Chief Judge Tom Parker, in this wonderful Alabama Supreme Court case respecting the lives of preborn children even as human embryos, pointed out that in Australia and New Zealand “prevailing ethical standards dictate that physicians usually make only one embryo at a time.”
So no matter what the IVF lobby in our own nation tells you, IVF can be done without making ‘spare’ children.
Judge Parker goes on to point out that the European community is not far behind in avoiding making ‘spare’ children to be orphaned to the deep freeze of cryopreservation or treated as chattel and sold for vivisection in human embryo stem cell experimentation. Judge Parker also stated that Italy goes a step further “banning cryopreservation of embryos except when a bona fide health risk or force majeure prevented the embryos from being transferred immediately after their creation.”
We need to make Dr. Lejeune’s Proposal of Law the law of the land. In Article 3 of his proposed law, the last paragraph provides in pertinent part:
“No human embryo can be submitted to any exploitation whatsoever. The pursuit of its continued development until its term, in the organism of its mother, must be offered to each embryo before another embryo is conceived.”

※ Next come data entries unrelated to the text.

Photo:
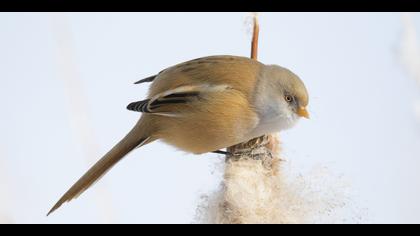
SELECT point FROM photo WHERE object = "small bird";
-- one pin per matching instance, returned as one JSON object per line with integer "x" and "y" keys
{"x": 204, "y": 105}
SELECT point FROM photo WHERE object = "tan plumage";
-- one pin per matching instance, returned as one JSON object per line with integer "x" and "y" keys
{"x": 204, "y": 105}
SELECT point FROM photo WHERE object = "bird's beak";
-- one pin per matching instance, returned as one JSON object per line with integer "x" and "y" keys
{"x": 302, "y": 112}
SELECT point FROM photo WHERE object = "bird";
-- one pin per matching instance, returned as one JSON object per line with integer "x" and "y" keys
{"x": 204, "y": 105}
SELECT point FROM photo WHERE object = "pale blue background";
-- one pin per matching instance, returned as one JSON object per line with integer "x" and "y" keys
{"x": 363, "y": 126}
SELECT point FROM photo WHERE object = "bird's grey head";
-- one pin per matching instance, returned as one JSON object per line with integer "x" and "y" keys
{"x": 282, "y": 98}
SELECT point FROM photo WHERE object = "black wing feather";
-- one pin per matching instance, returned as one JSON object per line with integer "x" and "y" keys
{"x": 148, "y": 105}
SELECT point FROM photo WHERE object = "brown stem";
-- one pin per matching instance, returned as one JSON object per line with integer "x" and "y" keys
{"x": 254, "y": 43}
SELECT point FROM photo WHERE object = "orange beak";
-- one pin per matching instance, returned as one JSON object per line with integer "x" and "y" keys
{"x": 302, "y": 112}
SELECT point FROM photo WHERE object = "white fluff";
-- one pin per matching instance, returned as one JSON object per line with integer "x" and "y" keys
{"x": 253, "y": 194}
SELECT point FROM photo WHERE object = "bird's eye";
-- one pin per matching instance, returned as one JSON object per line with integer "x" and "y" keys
{"x": 288, "y": 98}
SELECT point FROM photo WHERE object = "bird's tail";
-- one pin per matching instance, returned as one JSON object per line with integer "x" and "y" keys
{"x": 140, "y": 135}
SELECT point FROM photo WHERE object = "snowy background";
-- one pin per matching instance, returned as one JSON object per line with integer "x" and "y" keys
{"x": 66, "y": 78}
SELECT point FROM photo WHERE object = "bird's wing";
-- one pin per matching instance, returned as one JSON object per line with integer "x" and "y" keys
{"x": 174, "y": 101}
{"x": 239, "y": 73}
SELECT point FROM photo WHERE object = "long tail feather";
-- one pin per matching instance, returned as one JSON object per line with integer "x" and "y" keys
{"x": 135, "y": 138}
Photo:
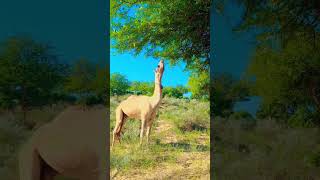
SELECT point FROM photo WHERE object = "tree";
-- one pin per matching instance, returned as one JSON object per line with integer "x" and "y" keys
{"x": 145, "y": 88}
{"x": 174, "y": 30}
{"x": 176, "y": 92}
{"x": 119, "y": 84}
{"x": 286, "y": 62}
{"x": 30, "y": 74}
{"x": 88, "y": 82}
{"x": 198, "y": 85}
{"x": 289, "y": 78}
{"x": 225, "y": 92}
{"x": 81, "y": 79}
{"x": 100, "y": 83}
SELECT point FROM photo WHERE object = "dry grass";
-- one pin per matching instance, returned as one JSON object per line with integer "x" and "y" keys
{"x": 266, "y": 152}
{"x": 173, "y": 153}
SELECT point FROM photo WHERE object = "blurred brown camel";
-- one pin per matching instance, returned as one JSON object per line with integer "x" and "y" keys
{"x": 140, "y": 107}
{"x": 73, "y": 145}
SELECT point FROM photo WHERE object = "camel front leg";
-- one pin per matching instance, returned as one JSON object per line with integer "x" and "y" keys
{"x": 143, "y": 121}
{"x": 149, "y": 126}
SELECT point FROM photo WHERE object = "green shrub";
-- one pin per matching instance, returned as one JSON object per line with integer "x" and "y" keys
{"x": 247, "y": 122}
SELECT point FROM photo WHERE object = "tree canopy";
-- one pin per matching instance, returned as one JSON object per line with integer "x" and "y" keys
{"x": 285, "y": 64}
{"x": 178, "y": 31}
{"x": 30, "y": 73}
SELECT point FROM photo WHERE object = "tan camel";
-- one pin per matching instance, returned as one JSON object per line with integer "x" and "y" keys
{"x": 140, "y": 107}
{"x": 73, "y": 145}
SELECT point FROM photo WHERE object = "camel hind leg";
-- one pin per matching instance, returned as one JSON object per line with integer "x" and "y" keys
{"x": 118, "y": 126}
{"x": 29, "y": 163}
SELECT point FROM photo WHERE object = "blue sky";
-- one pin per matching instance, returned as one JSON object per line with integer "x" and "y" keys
{"x": 141, "y": 68}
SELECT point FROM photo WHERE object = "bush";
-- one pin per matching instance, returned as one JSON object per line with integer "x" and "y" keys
{"x": 247, "y": 122}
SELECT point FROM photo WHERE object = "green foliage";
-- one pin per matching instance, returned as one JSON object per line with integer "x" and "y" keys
{"x": 287, "y": 79}
{"x": 88, "y": 82}
{"x": 286, "y": 62}
{"x": 119, "y": 84}
{"x": 176, "y": 92}
{"x": 145, "y": 88}
{"x": 174, "y": 30}
{"x": 30, "y": 73}
{"x": 247, "y": 122}
{"x": 225, "y": 92}
{"x": 198, "y": 85}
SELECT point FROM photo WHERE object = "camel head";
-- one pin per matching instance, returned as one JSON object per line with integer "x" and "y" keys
{"x": 158, "y": 72}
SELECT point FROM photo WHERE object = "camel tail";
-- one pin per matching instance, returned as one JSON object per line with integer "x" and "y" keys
{"x": 29, "y": 163}
{"x": 118, "y": 125}
{"x": 119, "y": 120}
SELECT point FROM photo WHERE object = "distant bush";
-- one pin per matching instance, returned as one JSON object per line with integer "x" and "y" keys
{"x": 187, "y": 115}
{"x": 247, "y": 122}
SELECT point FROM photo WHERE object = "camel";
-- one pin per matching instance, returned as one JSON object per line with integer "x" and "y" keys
{"x": 73, "y": 145}
{"x": 140, "y": 107}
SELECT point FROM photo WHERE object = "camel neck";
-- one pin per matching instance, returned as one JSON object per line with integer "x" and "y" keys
{"x": 157, "y": 90}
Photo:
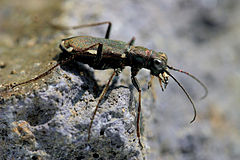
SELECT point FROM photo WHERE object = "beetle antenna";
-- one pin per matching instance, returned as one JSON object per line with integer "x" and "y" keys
{"x": 192, "y": 76}
{"x": 186, "y": 93}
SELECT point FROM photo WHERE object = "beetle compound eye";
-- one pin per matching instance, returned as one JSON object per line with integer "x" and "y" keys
{"x": 158, "y": 64}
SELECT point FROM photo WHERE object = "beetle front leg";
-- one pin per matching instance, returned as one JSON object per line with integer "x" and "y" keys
{"x": 99, "y": 54}
{"x": 137, "y": 86}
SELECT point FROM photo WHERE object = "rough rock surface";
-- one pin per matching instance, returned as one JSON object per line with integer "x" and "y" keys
{"x": 199, "y": 36}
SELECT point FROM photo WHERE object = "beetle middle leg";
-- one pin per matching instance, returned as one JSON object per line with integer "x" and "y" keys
{"x": 99, "y": 101}
{"x": 134, "y": 72}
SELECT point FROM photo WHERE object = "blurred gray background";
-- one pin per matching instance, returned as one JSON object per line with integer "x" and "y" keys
{"x": 198, "y": 36}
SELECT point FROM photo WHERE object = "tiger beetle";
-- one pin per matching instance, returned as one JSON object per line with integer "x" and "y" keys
{"x": 103, "y": 53}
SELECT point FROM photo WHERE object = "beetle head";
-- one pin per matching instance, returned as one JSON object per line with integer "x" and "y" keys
{"x": 158, "y": 67}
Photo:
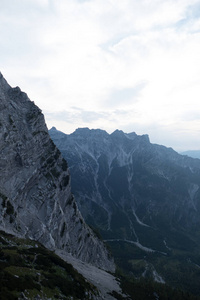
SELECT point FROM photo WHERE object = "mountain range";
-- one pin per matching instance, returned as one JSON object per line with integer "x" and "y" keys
{"x": 120, "y": 197}
{"x": 36, "y": 202}
{"x": 144, "y": 200}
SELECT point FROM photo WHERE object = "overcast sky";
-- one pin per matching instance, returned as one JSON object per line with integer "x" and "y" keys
{"x": 132, "y": 65}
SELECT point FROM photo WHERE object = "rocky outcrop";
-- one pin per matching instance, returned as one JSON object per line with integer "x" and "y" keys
{"x": 131, "y": 189}
{"x": 35, "y": 189}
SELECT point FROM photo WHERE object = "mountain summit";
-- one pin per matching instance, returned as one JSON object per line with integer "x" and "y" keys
{"x": 35, "y": 190}
{"x": 143, "y": 198}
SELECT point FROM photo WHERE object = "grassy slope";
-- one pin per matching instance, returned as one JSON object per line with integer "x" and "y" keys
{"x": 29, "y": 268}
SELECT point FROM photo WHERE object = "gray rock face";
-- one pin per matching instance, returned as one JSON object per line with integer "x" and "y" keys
{"x": 130, "y": 188}
{"x": 35, "y": 189}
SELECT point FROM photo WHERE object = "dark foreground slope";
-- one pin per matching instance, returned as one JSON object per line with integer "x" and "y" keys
{"x": 143, "y": 198}
{"x": 29, "y": 271}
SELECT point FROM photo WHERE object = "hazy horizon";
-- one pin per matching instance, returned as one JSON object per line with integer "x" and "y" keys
{"x": 131, "y": 65}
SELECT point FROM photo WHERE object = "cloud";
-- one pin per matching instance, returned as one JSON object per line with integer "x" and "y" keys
{"x": 116, "y": 61}
{"x": 124, "y": 97}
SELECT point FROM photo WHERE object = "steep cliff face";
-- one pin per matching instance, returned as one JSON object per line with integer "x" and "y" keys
{"x": 143, "y": 198}
{"x": 124, "y": 174}
{"x": 35, "y": 189}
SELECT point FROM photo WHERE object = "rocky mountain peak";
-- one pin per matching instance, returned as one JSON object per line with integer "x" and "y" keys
{"x": 35, "y": 184}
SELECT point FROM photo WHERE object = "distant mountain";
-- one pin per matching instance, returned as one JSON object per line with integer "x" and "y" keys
{"x": 143, "y": 198}
{"x": 192, "y": 153}
{"x": 35, "y": 191}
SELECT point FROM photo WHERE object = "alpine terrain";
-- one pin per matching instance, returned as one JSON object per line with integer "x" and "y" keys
{"x": 35, "y": 190}
{"x": 143, "y": 198}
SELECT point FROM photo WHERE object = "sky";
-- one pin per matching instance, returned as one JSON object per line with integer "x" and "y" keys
{"x": 132, "y": 65}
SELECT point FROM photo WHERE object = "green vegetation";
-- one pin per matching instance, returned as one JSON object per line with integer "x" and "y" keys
{"x": 137, "y": 268}
{"x": 29, "y": 268}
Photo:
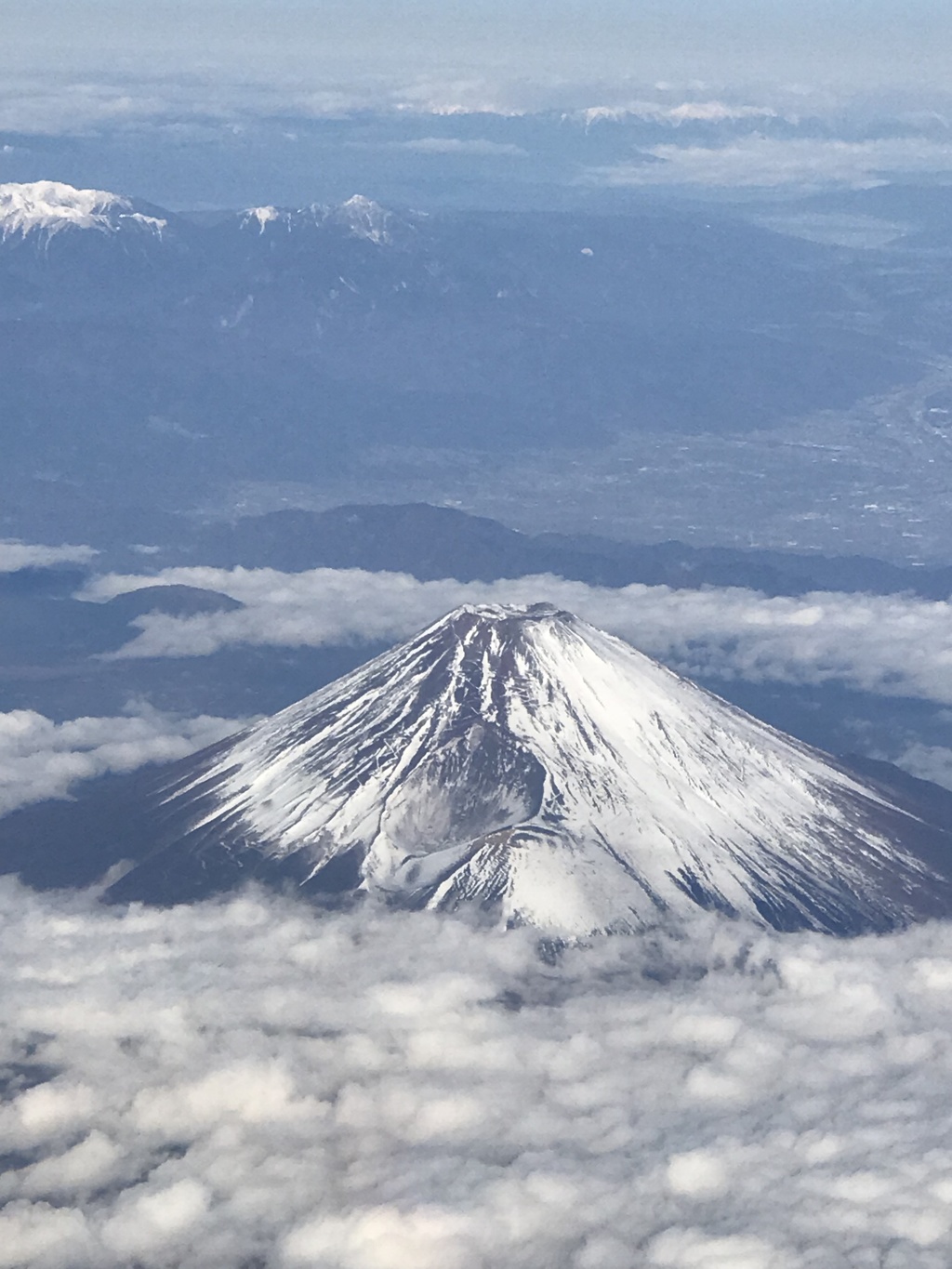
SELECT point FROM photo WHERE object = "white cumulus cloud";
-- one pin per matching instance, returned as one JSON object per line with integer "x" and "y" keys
{"x": 23, "y": 555}
{"x": 44, "y": 759}
{"x": 774, "y": 162}
{"x": 886, "y": 643}
{"x": 252, "y": 1083}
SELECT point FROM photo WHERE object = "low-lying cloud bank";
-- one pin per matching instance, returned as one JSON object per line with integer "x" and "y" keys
{"x": 774, "y": 162}
{"x": 249, "y": 1083}
{"x": 42, "y": 759}
{"x": 886, "y": 643}
{"x": 23, "y": 555}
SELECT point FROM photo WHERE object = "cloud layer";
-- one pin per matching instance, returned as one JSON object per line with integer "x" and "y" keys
{"x": 772, "y": 162}
{"x": 886, "y": 643}
{"x": 21, "y": 555}
{"x": 41, "y": 759}
{"x": 249, "y": 1083}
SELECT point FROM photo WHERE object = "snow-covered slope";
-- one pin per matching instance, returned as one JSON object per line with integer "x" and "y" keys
{"x": 49, "y": 205}
{"x": 361, "y": 218}
{"x": 523, "y": 760}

Innovations in technology necessarily require new law. In the instance of new IVF technology which has been with us now for 40 some years, Australia, New Zealand, the European community and even Italy are doing a better job respecting the equal humanity and personhood of the preborn child from that child’s beginning even as a human embryo than we are doing in the United States. Dr. Lejeune’s Proposal of Law is a wise and good law – and good laws are good and wise for any state. The states need to lead the way, beginning with the State of Alabama, in passing Dr. Lejeune’s Proposal of Law.